CarbonCast

CarbonCast is a command‑line workflow that enriches eddy-covariance (EC) station data with reanalysis variables from ERA5, and optionally gap‑fills AmeriFlux predictors. It also helps getting data to feed a neural network (previously used to analyze fires conditions across Canada). It operates in two main stages driven by YAML configuration files. It starts by querying data from the Copernicus Data Store.

Note: There is 2 possible use cases of the pipeline. Both download ERA5 data but use it differently.

The first is asking for a directory containing GeoJSON files. The goal of this use case is if you have a large area that contains polygons defining a set of spatial regions (e.g., administrative boundaries, fire perimeters, or ecological zones), and you want to aggregate the ERA5 data over each polygon rather than at individual points.

The second is designed for point-based extraction.
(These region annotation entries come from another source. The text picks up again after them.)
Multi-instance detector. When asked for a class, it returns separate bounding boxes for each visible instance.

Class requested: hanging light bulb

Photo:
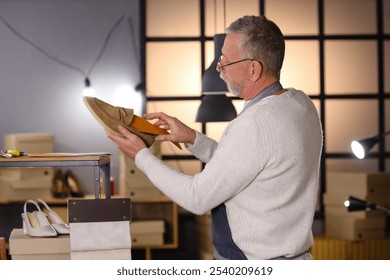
[83,77,96,96]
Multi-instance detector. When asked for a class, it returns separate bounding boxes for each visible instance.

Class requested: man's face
[217,33,250,96]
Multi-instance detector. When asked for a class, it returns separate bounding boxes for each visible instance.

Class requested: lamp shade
[344,196,376,212]
[196,94,237,123]
[351,130,390,159]
[202,34,228,94]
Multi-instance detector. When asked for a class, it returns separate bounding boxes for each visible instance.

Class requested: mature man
[107,16,322,259]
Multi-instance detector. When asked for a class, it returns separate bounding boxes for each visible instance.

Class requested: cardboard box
[125,187,162,200]
[119,147,162,199]
[326,172,390,197]
[9,228,70,260]
[3,133,54,153]
[0,176,52,201]
[130,220,165,247]
[325,213,386,240]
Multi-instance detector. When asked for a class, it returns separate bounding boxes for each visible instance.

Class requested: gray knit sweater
[135,88,322,259]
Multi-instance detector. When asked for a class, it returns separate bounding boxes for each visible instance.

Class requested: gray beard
[219,72,241,96]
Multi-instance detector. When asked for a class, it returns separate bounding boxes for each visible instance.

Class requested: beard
[219,72,244,96]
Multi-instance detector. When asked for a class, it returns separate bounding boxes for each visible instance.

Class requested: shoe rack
[130,195,179,260]
[0,153,111,198]
[0,153,111,258]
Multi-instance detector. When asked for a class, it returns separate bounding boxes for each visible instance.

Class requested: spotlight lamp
[344,196,390,216]
[351,130,390,159]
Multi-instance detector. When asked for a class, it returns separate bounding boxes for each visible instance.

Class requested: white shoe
[37,198,70,234]
[22,200,57,237]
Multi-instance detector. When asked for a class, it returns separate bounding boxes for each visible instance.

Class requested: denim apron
[211,82,283,260]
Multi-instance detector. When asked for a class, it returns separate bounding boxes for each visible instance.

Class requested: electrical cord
[0,14,126,82]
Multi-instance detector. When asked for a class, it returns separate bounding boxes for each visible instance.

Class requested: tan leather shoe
[83,96,181,149]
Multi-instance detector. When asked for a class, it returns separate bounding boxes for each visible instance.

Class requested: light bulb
[351,141,366,159]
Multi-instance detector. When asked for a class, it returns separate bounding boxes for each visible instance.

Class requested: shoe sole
[83,97,123,136]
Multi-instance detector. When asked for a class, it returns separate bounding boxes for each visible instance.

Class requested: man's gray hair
[226,16,285,80]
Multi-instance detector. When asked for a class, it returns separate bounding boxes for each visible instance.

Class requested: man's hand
[144,113,196,144]
[106,126,146,158]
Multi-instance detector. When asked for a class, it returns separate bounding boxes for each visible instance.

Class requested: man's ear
[250,60,264,81]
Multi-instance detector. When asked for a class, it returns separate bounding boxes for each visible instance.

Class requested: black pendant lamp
[196,34,237,123]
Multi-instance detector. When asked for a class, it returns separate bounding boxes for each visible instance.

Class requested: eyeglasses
[217,55,261,70]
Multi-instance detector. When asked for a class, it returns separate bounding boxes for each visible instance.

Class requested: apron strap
[211,203,247,260]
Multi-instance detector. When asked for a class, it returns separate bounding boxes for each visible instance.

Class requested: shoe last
[83,96,156,147]
[22,200,57,237]
[37,198,69,234]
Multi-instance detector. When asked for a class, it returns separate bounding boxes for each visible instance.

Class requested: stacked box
[130,220,165,247]
[323,172,390,241]
[9,228,70,260]
[119,142,162,199]
[0,133,54,201]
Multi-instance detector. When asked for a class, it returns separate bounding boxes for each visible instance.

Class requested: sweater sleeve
[135,115,268,215]
[186,130,218,163]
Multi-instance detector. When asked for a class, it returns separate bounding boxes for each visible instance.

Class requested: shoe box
[9,228,70,260]
[119,142,162,199]
[130,220,165,247]
[0,133,54,200]
[323,172,390,241]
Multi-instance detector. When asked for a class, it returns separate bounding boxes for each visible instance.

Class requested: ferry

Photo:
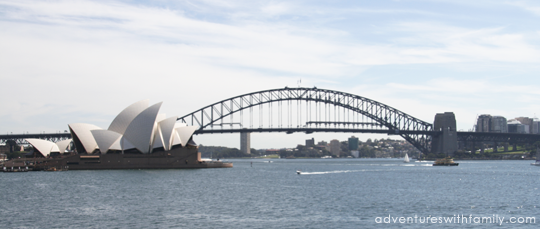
[433,157,459,166]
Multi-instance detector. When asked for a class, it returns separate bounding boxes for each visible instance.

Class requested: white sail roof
[159,116,178,150]
[152,125,165,149]
[91,130,122,154]
[24,138,60,157]
[68,123,101,153]
[56,139,73,153]
[109,99,150,134]
[124,102,162,153]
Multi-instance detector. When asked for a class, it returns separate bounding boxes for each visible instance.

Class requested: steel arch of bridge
[178,87,434,153]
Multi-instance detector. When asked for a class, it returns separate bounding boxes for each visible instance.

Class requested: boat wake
[299,170,365,175]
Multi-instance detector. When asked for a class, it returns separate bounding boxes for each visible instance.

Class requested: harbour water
[0,159,540,228]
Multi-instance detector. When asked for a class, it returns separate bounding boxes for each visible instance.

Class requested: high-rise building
[489,116,508,133]
[476,114,491,132]
[516,117,534,134]
[476,114,508,133]
[508,119,528,134]
[532,117,540,134]
[349,136,359,150]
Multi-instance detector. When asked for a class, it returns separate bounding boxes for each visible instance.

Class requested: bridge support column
[240,132,251,154]
[431,112,457,156]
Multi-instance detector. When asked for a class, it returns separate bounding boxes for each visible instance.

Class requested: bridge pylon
[431,112,458,156]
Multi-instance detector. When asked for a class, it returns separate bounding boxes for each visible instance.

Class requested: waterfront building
[349,136,360,150]
[516,117,533,134]
[306,138,315,147]
[489,116,508,133]
[508,119,528,134]
[25,100,197,157]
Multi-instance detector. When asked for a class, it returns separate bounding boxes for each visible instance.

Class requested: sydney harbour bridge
[0,87,540,155]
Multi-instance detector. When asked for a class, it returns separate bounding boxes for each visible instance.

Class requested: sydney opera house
[20,100,232,170]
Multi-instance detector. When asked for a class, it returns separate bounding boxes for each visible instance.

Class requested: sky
[0,0,540,149]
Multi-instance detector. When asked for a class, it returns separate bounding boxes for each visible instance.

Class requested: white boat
[531,147,540,166]
[403,153,410,163]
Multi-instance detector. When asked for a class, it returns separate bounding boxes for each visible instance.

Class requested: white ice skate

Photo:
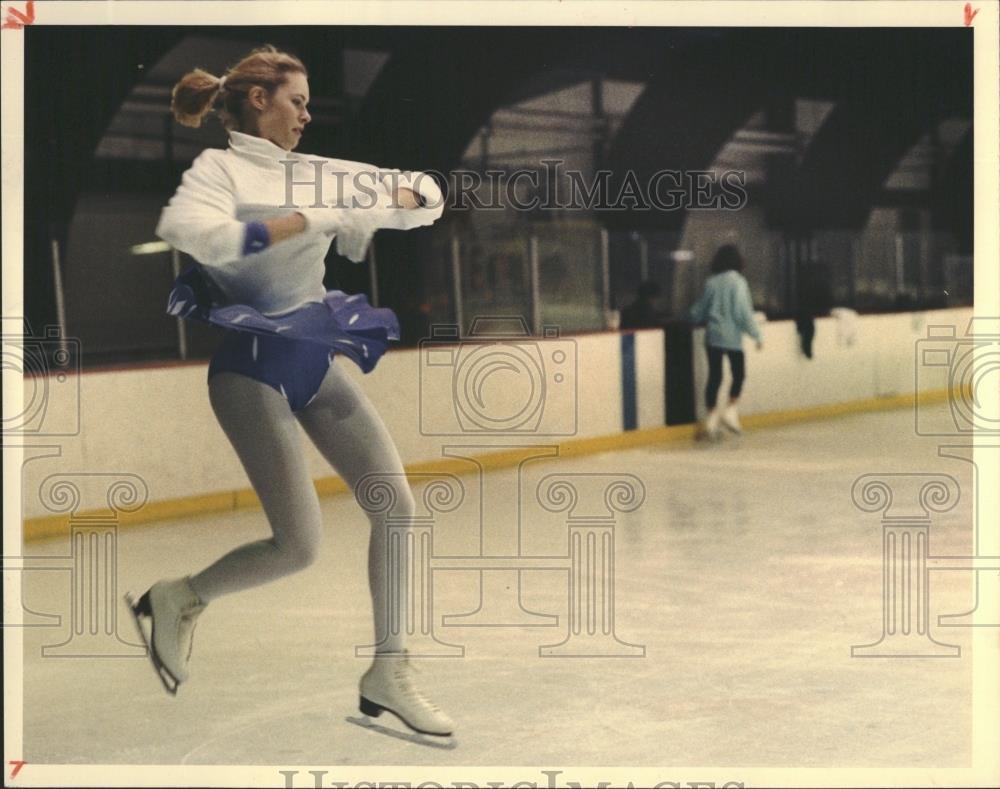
[701,408,721,441]
[722,403,743,435]
[352,651,455,747]
[125,578,205,695]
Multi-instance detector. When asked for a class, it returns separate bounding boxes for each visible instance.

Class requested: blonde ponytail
[170,44,309,130]
[170,68,223,129]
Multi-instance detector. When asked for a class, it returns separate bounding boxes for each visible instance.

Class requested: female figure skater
[129,47,453,736]
[689,244,764,439]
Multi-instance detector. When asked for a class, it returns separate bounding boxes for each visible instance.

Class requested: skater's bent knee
[275,540,319,572]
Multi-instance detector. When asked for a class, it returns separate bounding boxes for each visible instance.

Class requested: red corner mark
[0,0,35,29]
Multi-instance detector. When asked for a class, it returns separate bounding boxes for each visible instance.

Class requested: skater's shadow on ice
[344,715,458,751]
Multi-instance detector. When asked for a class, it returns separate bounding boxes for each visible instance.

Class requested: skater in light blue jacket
[689,244,764,438]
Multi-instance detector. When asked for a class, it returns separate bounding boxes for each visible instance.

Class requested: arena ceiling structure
[25,27,973,348]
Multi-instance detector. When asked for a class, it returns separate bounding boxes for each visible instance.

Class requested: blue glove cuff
[243,221,271,257]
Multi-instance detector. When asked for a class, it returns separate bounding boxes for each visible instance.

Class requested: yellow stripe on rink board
[24,389,957,542]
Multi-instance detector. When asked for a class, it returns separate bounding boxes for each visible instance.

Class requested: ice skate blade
[344,710,458,751]
[125,592,180,696]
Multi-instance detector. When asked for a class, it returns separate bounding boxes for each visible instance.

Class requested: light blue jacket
[689,271,761,351]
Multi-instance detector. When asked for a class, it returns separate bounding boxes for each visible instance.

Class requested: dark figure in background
[795,261,832,359]
[621,279,663,329]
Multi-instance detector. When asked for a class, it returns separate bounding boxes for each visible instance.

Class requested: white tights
[191,360,414,652]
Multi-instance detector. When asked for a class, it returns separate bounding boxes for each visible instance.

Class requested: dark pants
[705,345,746,411]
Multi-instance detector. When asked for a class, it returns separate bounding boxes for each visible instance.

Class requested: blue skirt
[167,265,399,373]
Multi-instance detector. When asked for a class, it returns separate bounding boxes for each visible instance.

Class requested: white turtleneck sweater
[156,131,442,315]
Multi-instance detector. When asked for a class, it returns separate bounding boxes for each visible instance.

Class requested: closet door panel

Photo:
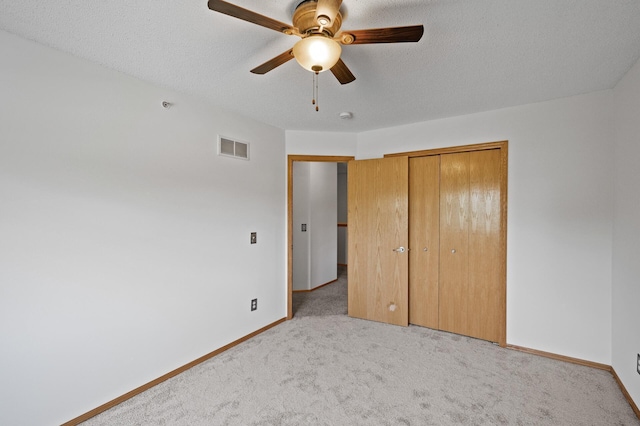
[439,152,470,334]
[348,157,409,326]
[467,150,504,342]
[409,155,440,329]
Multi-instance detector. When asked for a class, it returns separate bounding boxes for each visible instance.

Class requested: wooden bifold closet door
[409,149,504,342]
[348,142,507,346]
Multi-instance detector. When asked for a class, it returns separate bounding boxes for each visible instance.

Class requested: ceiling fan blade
[251,49,293,74]
[338,25,424,44]
[316,0,342,27]
[331,59,356,84]
[209,0,293,33]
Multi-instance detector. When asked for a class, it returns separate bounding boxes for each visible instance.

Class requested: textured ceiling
[0,0,640,132]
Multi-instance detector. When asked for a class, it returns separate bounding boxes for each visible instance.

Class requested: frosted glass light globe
[293,35,342,72]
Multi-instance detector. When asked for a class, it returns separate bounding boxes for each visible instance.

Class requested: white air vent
[218,136,249,160]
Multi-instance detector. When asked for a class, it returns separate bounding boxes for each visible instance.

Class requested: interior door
[468,149,504,342]
[348,157,409,326]
[439,152,470,335]
[409,155,440,329]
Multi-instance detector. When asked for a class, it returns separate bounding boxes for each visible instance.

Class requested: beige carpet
[85,276,640,425]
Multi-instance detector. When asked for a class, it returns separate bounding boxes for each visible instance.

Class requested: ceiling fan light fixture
[293,34,342,73]
[318,15,331,27]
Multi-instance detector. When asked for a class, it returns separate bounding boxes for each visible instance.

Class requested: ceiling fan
[209,0,424,84]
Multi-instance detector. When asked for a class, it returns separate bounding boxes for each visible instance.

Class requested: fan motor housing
[293,0,342,37]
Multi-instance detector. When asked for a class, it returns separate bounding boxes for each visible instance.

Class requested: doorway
[287,155,354,319]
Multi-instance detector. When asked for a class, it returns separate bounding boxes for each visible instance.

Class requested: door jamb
[287,155,355,320]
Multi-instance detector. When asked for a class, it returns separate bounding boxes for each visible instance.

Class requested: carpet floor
[84,273,640,426]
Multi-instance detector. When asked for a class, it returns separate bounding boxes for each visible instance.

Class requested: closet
[409,149,504,342]
[348,141,507,346]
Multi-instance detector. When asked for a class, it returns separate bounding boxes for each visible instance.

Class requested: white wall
[612,56,640,405]
[286,130,357,157]
[309,163,338,289]
[0,32,286,425]
[291,161,311,290]
[357,91,614,364]
[292,162,338,290]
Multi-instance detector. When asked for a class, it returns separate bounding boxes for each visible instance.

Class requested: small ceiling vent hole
[218,136,249,160]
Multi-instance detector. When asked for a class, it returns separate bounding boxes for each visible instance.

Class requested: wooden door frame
[385,141,509,348]
[287,155,355,320]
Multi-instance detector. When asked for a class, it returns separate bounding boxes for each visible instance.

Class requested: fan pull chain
[311,72,320,112]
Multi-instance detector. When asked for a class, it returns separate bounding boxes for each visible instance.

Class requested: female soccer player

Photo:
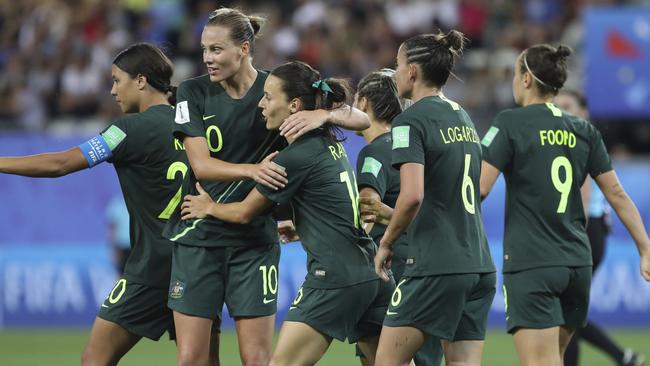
[165,8,369,365]
[354,69,442,366]
[182,62,393,365]
[0,43,199,365]
[481,44,650,365]
[553,90,645,366]
[375,30,496,365]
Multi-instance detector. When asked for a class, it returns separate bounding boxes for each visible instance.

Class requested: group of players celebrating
[0,8,650,365]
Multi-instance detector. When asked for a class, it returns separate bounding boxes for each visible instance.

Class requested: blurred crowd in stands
[0,0,647,133]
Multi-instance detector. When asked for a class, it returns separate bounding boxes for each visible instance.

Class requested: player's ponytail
[113,43,176,98]
[205,8,266,54]
[519,44,572,96]
[167,85,178,105]
[357,69,403,123]
[402,30,465,88]
[271,61,351,141]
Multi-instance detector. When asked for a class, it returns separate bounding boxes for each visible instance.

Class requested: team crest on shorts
[169,281,185,299]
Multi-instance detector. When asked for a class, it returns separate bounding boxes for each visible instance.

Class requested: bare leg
[210,331,221,366]
[174,311,214,366]
[375,327,426,366]
[513,327,566,366]
[440,340,485,366]
[235,315,275,366]
[558,326,575,365]
[357,336,379,366]
[271,321,332,366]
[81,317,141,366]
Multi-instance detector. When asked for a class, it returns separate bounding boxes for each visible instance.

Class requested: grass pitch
[0,329,650,366]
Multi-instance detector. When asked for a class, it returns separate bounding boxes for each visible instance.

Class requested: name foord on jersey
[539,130,577,148]
[439,126,481,144]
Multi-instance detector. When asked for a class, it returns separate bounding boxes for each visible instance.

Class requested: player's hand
[641,251,650,281]
[280,109,329,139]
[181,182,214,220]
[251,151,288,190]
[359,197,393,225]
[278,220,300,244]
[375,245,393,282]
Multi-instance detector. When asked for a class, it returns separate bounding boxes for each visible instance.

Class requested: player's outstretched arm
[375,163,424,281]
[0,147,88,178]
[595,170,650,281]
[183,137,287,189]
[359,187,393,232]
[480,160,501,200]
[280,104,370,139]
[181,183,273,224]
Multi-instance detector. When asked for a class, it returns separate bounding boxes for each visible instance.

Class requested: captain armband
[79,135,113,168]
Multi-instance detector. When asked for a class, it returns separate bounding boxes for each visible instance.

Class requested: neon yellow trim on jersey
[440,94,460,111]
[481,126,499,147]
[546,103,562,117]
[393,126,411,150]
[169,219,203,241]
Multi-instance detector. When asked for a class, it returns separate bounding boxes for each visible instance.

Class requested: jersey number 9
[551,156,573,213]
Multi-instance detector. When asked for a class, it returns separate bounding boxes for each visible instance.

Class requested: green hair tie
[311,79,334,98]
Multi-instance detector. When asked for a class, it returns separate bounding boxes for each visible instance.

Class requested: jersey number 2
[158,161,187,220]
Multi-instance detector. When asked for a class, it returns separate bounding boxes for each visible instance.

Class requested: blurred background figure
[106,195,131,277]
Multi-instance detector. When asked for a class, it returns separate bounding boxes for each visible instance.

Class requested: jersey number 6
[158,161,187,220]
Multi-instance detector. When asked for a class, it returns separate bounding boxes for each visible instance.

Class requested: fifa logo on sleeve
[169,281,185,299]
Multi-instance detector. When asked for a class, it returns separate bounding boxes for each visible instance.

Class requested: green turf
[0,330,650,366]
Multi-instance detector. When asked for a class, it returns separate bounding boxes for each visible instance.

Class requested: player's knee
[81,345,117,366]
[176,348,210,366]
[269,352,294,366]
[241,349,271,366]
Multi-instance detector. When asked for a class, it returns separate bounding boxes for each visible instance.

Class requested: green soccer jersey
[482,103,612,272]
[257,130,377,288]
[392,96,495,276]
[165,70,284,247]
[357,132,399,243]
[102,105,189,288]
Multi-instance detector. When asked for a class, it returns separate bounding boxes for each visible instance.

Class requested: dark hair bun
[555,45,573,60]
[440,29,465,54]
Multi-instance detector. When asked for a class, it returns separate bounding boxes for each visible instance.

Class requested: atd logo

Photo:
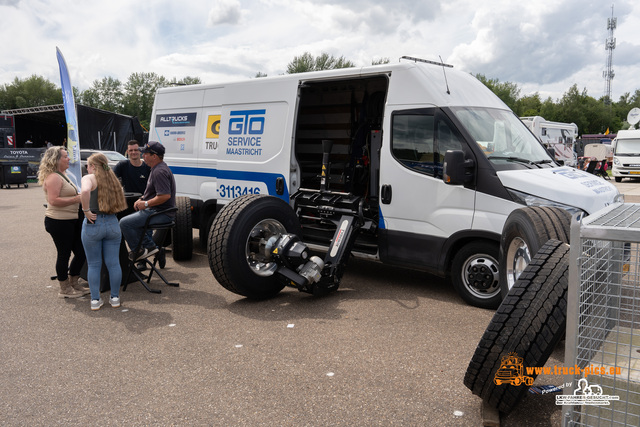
[493,353,533,387]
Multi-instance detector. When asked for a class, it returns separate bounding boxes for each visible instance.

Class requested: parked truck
[611,129,640,182]
[520,116,578,167]
[150,57,618,307]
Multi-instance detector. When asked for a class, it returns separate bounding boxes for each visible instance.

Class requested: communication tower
[602,5,618,104]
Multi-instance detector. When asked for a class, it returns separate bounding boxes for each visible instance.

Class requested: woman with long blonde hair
[81,153,127,310]
[38,147,88,298]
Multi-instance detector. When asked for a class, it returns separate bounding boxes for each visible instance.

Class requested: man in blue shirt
[120,141,176,261]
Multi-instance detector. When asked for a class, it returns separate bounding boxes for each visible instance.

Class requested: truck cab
[611,129,640,182]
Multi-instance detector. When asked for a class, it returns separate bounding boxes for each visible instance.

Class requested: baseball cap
[140,141,164,156]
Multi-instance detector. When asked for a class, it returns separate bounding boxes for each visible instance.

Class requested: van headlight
[507,188,586,215]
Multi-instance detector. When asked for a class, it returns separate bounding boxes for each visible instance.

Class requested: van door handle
[380,184,392,205]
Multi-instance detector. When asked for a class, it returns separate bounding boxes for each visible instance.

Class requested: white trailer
[520,116,578,167]
[150,58,618,307]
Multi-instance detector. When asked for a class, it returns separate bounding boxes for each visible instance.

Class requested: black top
[113,160,151,194]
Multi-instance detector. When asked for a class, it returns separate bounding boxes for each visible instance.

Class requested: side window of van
[391,113,462,177]
[391,114,435,175]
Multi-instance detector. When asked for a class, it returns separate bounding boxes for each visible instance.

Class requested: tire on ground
[172,197,193,261]
[464,240,569,413]
[207,194,302,299]
[451,241,502,309]
[498,206,571,298]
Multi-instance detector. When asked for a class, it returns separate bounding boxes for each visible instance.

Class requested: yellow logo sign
[207,115,221,139]
[493,353,533,387]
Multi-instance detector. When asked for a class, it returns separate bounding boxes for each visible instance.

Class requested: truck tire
[172,197,193,261]
[498,206,571,298]
[207,194,302,299]
[464,240,569,413]
[451,241,502,309]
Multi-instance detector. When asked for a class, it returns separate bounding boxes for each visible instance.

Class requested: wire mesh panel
[559,204,640,426]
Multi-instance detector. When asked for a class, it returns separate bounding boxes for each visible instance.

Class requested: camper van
[520,116,578,167]
[611,129,640,182]
[150,57,618,307]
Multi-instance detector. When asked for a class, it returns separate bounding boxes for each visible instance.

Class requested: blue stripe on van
[169,166,289,203]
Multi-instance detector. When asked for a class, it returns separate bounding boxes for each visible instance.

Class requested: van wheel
[451,242,502,309]
[172,197,193,261]
[499,206,571,298]
[207,194,302,299]
[464,240,569,413]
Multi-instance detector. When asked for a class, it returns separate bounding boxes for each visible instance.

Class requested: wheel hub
[462,255,499,298]
[245,219,287,277]
[506,237,531,289]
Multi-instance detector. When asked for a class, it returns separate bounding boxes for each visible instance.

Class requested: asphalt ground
[0,182,640,426]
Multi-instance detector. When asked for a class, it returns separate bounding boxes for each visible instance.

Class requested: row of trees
[0,52,640,134]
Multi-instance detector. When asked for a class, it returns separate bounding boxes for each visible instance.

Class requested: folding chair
[122,207,180,294]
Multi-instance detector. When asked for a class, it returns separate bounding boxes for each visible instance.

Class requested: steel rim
[245,219,287,277]
[506,237,531,289]
[461,254,500,299]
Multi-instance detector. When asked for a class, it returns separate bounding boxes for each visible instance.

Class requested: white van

Instead of polygons, you provide a latitude/longitude coordinate (e.g. weather station, eddy covariance tower site, or random sampling location), and the pipeline will download the ERA5 variables directly at this exact point without performing any spatial aggregation.

Installation

First, git clone the project to your desired local directory and go to pipeline/. Once this is done, please run the following commands:

conda env create -f environment.yaml
conda activate ccenv

Easy as that! You are now all set up!

CarbonCast Setup (CLI/Web)

Step 1: SSH connection requirements

Know the name of the machine you want to connect to.
Know your username.
Know your password or have an SSH key (see Step 2).
Be registered for MFA (Duo Mobile is the recommended method).

Step 2: Generate SSH key (skip if password auth)

Reference: https://docs.github.com/en/authentication/connecting-to-github-with-ssh/generating-a-new-ssh-key-and-adding-it-to-the-ssh-agent

Generate a new SSH key if you do not already have one.
Run ssh-keygen -t ed25519 -C "your_email@example.com" (replace with your email).
Press Enter to accept the default location.
Set a secure passphrase you can remember.
Start the agent: eval "$(ssh-agent -s)"
Add your key: ssh-add ~/.ssh/id_ed25519
Enter your passphrase once.
Continue to Step 3.

Step 3: Add SSH key to DRAC / Alliance (skip if password auth)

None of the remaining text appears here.